Anti-víspera primera
I
Quisiera una simple imagen diminuta, pasajera,
para hablarte de ese motivo que me elude
por el cual abandoné mi casa,
y por casa me refiero a todo
cuanto me hubiese salvado del desastre
de mi propia libertad
acumulada.

Verás, llegado el momento
en que la dura cuesta
no puede detenerse
es fácil comprender
los elementos de la angustia,
quiero decir, quererlos como propios,
cada aroma de su rastro en las heridas.

Pero he acostumbrado el ímpetu
con insistencia duradera,
no puedo abandonar los sueños.

No puedo sino mirar el negro profundo, el vado
cuyo suelo es tan solo
la idea de lo inminente.

He llegado primero al suelo
que a la caída.

Es esta la estación ninguna, el lugar
que inflama infinitas esperanzas
en el sudor de cuando joven,
eternidad que pide nuestro cuerpo
para sostenerse.

La caída que ya no es un presagio, sino un árbol
que espera al musgo para esconder su cuerpo destrozado,
al tiempo que mira como la vida le rechaza.

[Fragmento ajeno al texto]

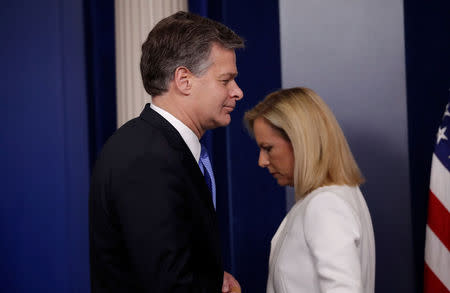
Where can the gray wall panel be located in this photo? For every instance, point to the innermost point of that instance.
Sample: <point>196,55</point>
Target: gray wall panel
<point>352,54</point>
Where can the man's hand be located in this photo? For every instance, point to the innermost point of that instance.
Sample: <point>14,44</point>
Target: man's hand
<point>230,285</point>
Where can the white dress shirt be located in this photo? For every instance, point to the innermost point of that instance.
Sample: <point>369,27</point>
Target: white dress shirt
<point>186,133</point>
<point>325,244</point>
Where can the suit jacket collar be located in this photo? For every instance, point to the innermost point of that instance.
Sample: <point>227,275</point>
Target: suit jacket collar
<point>176,141</point>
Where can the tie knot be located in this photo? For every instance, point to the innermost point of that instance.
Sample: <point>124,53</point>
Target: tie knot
<point>204,153</point>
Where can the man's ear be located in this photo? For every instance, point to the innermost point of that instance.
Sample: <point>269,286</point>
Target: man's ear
<point>183,80</point>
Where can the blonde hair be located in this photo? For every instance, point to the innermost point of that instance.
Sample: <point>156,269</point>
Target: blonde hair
<point>321,152</point>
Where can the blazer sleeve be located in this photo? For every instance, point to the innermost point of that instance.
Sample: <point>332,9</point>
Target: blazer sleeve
<point>156,222</point>
<point>332,233</point>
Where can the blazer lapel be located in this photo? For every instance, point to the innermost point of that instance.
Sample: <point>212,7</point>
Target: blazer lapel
<point>175,139</point>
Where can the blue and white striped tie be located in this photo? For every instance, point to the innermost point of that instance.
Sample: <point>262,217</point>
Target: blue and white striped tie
<point>206,168</point>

Es plantarse al borde de un año interminable
siempre al borde sin mañana,
quiero decir, al instante oculto para el cuerpo
donde la nada es menos que nada
donde la existencia es un origen
ausente a la memoria.

La caída es un sabor irreductible,
cuyo destino es ella misma inabarcable.

La pálida sombra de los fuegos de un dios a espaldas,
huérfana memoria del sonámbulo deseo, recuerdo
evanescente del sabor de tu sangre espesa.

Ni siquiera la muerte acepta tu párpado recrudecido,
tu boca abierta en el bostezo que aguarda
la taxonomía de cada clasto de arena
y en sus formas cada travesía.

Quisiera una estampa, una postal, un despojo
para interrumpir este tonto descubrimiento.

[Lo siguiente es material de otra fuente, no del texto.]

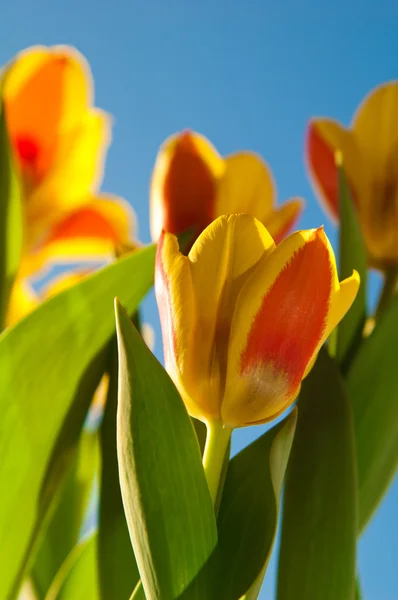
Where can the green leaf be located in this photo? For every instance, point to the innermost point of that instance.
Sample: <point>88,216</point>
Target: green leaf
<point>249,510</point>
<point>372,384</point>
<point>50,363</point>
<point>10,219</point>
<point>78,578</point>
<point>117,567</point>
<point>319,524</point>
<point>64,527</point>
<point>165,495</point>
<point>352,256</point>
<point>138,593</point>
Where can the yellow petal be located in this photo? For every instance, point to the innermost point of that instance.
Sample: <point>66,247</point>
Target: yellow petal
<point>279,320</point>
<point>77,172</point>
<point>246,187</point>
<point>46,91</point>
<point>324,138</point>
<point>221,259</point>
<point>92,232</point>
<point>174,295</point>
<point>184,184</point>
<point>375,129</point>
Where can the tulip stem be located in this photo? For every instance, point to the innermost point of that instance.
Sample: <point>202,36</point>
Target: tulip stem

Pero todo lo que falta al pulso abre
desde mis tobillos incrustados
en el alba muerta. 

Hablo desde una flor que no se siente el tallo,
ni la raíz de su nombre,
ni su plaga tan querida, ni la lumbre
en los ojos de quien asiste su apertura.

¿Quién escribirá poemas sobre una eclosión de polvo?

Quisiera algo modesto para complacerte,
tengo una flor de sangre mirándonos los cuerpos
que abandona el paso, y no quiero avergonzarte.

Así me quedas tú,
la imagen que no tengo, derruida,
para intentar desentrañar
los pesados anillos
enramados de la tierra.          

 

Anti-víspera segunda
I

No es la sombra
oculta en cada movimiento,
no es la llama, el roble, trueno
que se yergue hasta la nube,
sino el germen voraz, la saladura,
la voz que arremolina el agua
de tan luz sin cuerpo ciega,
no la sombra, sino la palabra.

 

II

Cuántos miles de tierras mueren
junto a sus plantas, la semilla abierta
que ya no verá los cielos repetirse
en el rugido ausente, la intemperie,
cuántos soles mueren en el patio
para que un dedo pulgar
sostenga el nudo perfecto
de un cuello duro
como el invierno
que a la tráquea cubre
de la tempestad
del nacimiento.

¿Qué imaginación dibujaré en tus diversiones, si el tiempo se ha comido nuestras manos?


Arístides Luis / 1990, Hidalgo. Es autor del libro de poemas De noche impuesta (Dubius, 2019). Su obra ha sido incluida en la III Antología de Poesía Efímera (Pachuk Cartonera, 2018) y en el archivo Filosofía Pop: (bri)collage de intensidades (Post-Filia, UNAM, 2018). Es columnista en El Independiente, Hidalgo.